Die Suspendierung blieb eine einmalige Sache, fortan gehörte Sancho wieder fest zur Startelf, wurde einzig beim 3:0-Sieg über den VfL Wolfsburg geschont. Als Dortmund beim FC Bayern antrat, ​war ein Einsatz von Sancho fraglich. Favre entschied sich dennoch dafür, den 19-Jährigen von Anfang an zu bringen - nach nur 36 Minuten korrigierte er seine Entscheidung. Sancho wurde für Raphael Guerreiro ausgewechselt, am Ende verlor der BVB mit 0:4. 


Sancho fühlt sich ungerecht behandelt


Diese beiden Vorfälle sollen laut The Athletic dafür gesorgt haben, dass sich Sancho "gedemütigt, zum Sündenbock gemacht und nicht geschützt" fühle. Grundsätzlich könne er damit leben, dass aufgrund der hohen Erwartungen an ihn ein großer Druck herrsche, genauso habe er auch kein Problem damit, wenn er ein Formtief durchlebt. Jedoch soll Sancho das Gefühl haben, dass die Last zu sehr auf seinen Schultern liege. Demnach wünsche er sich einen größeren Rückhalt von der Klubführung und den Mannschaftskollegen, von denen er sich zudem wünsche, dass sie einen Teil der Verantwortung übernehmen.

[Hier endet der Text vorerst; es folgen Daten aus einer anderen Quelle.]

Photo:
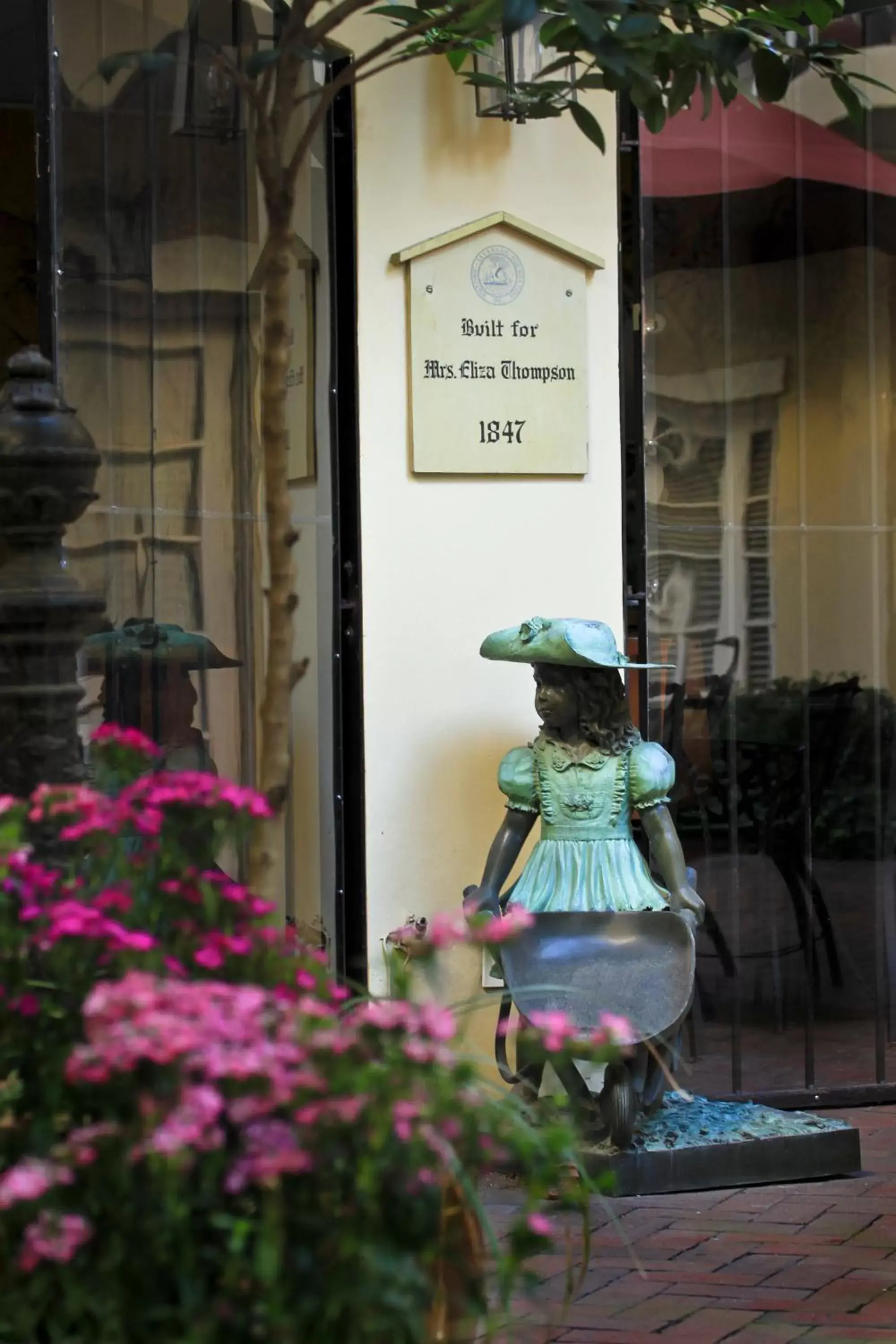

Auch deshalb deute immer mehr auf einen Abschied zum Saisonende hin. ​Manchester United​Real Madrid, ​FC Barcelona und der ​FC Liverpool gelten als vier mögliche Abnehmer, eine Präferenz habe der 19-Jährige nicht. Wichtig sei es ihm, in aller Ruhe die richtige Entscheidung für seine Karriere zu treffen. Ein Transfer im Januar soll indes nie zur Debatte gestanden haben, demnach soll Michael Zorc und Hans-Joachim Watzke mitgeteilt worden sein, dass Sancho definitiv die komplette Saison beim BVB bestreiten werde. 


Manchester United fühlte bereits im Frühjahr vor, zum damaligen Zeitpunkt stand ein Transfer aber nicht zur Debatte. Nach den jüngsten Entwicklungen könnten die Chancen steigen, am Ende wird aber einzig und allein Jadon Sancho selbst darüber entscheiden, welchem Verein er sich anschließen wird.